Stark took it and put it on, feeling a great number of eyes watching him. “Where’s Balin?”

“Out with some others, rounding up refugees. Some got away that were not from our Quarter, and he thought they might be useful.”

“Every man helps.” He smiled briefly. “Yes, even he.” Thanis was looking at Lugh in a way that should have felled him on the spot. Lugh bore it patiently, without resentment, and presently Thanis shrugged and dropped her gaze.

“I suppose you’re right,” she said. “We’re all here together, now.”

Stark said, “Yes.” He put his hands on the boss of Camar’s belt and turned and looked at the people who were gathered there inside the great circle of stone. He looked up at the pass high above them, with the long rays of the sun touching the icy rocks to flame so that it burned as it had when he first saw it, with the sullen fires of hell, and it seemed to him that the wind that blew down from it carried a hint of strangeness that plucked at his nerves. He remembered with a sudden and shocking vividness how the talisman had glowed between his hands, and how from somewhere far away the tiny unhuman voices had spoken.

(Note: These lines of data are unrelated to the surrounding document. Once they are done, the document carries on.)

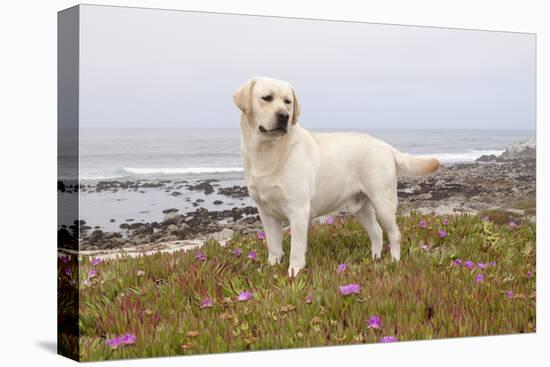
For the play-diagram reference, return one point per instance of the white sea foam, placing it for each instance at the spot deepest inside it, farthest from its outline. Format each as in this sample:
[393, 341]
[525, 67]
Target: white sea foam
[175, 171]
[468, 156]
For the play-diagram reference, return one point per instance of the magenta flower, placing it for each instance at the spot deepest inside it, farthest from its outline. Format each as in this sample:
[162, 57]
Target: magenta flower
[346, 290]
[374, 322]
[207, 303]
[126, 339]
[244, 296]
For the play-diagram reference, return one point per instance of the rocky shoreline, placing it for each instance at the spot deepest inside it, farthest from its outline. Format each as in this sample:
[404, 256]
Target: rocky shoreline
[506, 183]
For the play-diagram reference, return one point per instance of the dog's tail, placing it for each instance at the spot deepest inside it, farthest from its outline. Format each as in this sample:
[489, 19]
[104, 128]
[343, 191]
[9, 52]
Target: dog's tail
[410, 165]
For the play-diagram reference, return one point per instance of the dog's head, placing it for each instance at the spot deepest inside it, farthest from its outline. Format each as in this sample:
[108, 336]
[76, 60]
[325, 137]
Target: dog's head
[270, 106]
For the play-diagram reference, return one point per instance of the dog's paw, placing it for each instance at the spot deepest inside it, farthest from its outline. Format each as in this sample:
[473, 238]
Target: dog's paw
[395, 254]
[274, 259]
[293, 270]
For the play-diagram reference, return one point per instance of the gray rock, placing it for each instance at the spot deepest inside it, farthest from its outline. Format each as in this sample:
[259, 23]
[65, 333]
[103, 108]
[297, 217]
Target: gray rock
[520, 150]
[171, 218]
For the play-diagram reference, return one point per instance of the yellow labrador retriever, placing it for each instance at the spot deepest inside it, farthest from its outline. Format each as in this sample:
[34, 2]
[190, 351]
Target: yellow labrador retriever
[295, 175]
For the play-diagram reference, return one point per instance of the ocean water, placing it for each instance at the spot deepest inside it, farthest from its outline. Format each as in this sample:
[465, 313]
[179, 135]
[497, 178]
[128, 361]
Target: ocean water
[116, 153]
[197, 154]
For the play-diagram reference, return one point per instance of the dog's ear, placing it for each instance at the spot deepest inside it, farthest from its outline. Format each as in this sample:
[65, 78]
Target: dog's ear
[243, 96]
[296, 110]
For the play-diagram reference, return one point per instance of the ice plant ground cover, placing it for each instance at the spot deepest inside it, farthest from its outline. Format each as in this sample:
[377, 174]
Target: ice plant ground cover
[429, 294]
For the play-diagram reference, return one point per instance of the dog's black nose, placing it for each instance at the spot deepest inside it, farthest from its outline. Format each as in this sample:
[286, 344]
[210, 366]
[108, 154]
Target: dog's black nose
[282, 118]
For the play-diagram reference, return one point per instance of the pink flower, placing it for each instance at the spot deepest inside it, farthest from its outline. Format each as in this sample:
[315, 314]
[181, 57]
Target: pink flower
[374, 322]
[207, 303]
[200, 256]
[244, 296]
[346, 290]
[126, 339]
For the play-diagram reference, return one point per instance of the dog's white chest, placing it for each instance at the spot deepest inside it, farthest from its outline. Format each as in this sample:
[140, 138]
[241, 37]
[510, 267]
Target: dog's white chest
[269, 197]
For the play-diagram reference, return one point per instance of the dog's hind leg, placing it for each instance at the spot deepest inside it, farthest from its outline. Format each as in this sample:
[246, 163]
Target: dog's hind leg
[274, 237]
[385, 205]
[367, 218]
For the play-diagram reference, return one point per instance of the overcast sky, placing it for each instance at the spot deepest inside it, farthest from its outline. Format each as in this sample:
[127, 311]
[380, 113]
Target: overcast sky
[153, 68]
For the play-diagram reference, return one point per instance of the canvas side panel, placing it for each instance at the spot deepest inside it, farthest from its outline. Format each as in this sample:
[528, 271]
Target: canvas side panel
[67, 182]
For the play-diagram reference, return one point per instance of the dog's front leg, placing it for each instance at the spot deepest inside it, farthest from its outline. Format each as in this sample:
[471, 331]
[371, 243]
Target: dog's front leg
[299, 222]
[274, 237]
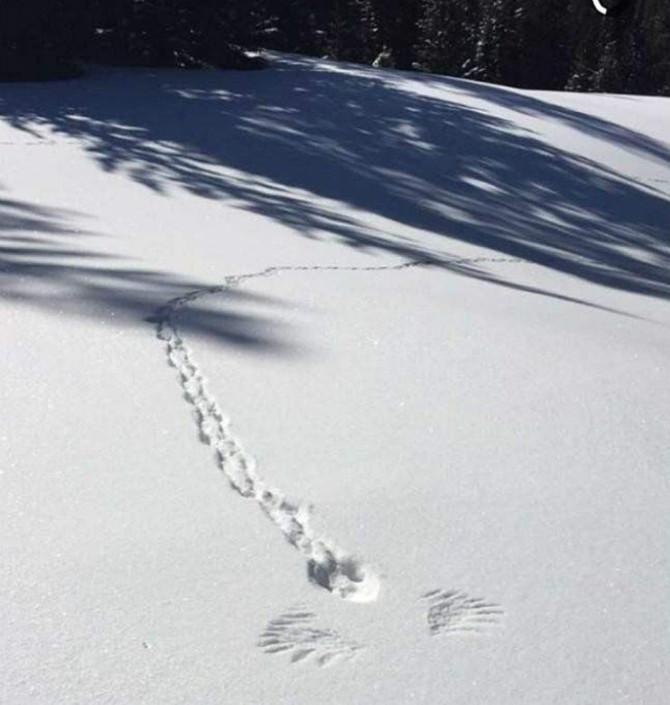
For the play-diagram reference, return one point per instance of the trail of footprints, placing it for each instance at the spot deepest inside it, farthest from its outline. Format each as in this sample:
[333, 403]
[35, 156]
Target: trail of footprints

He clenched his hands firmly around the boss and walked to the center of the ring, where a kind of altar had been made by piling together some of the fallen stones. He stood on this and called to the people, and while they came closer to hear him he watched the smoke rise up from Kushat and thought of Ciaran and the lash and the dark axe, and hardly at all of night-black hair and white skin and a beautiful woman’s face.

He said aloud to the people, “Most of you know that the talisman of Ban Cruach was stolen by a thief named Camar.”

They did, and said so, and many of them cursed his name. And some others said, in an ugly mood, “Who are you, outlander, to be talking about the talisman?”

Two of the men that Stark had seen in the taverns on the night before the attack climbed up on the altar beside him. “Balin vouches for him,” they said. “And he has something to say that you would do well to listen to.” They sat down on the top of the altar, their knives bare in their hands.

Stark went on. “I was a friend of Camar. He died on his way here, to return that which he had taken. Because I owed him a debt, I finished the journey for him.”

He opened the boss, and took from it the bit of crystal wrapped in silk.

“Most of you knew, or guessed, that the so-called talisman in the shrine was only a piece of glass put there by the nobles to hide the loss.” He waited until the angry growl had quieted, and then he held up his hands, with the crystal cupped between them. And he said, “Look now at this.”

He laid back the covering of silk. The level sunlight struck against the crystal, and it seemed to draw the light, to feed on it, to suck it down and down into its many facets until each one glowed with a separate radiance. Stark caught his breath sharply and held himself rigid, watching the crystal brighten into a small sun between his hands. It was warm now. It dazzled his eyes.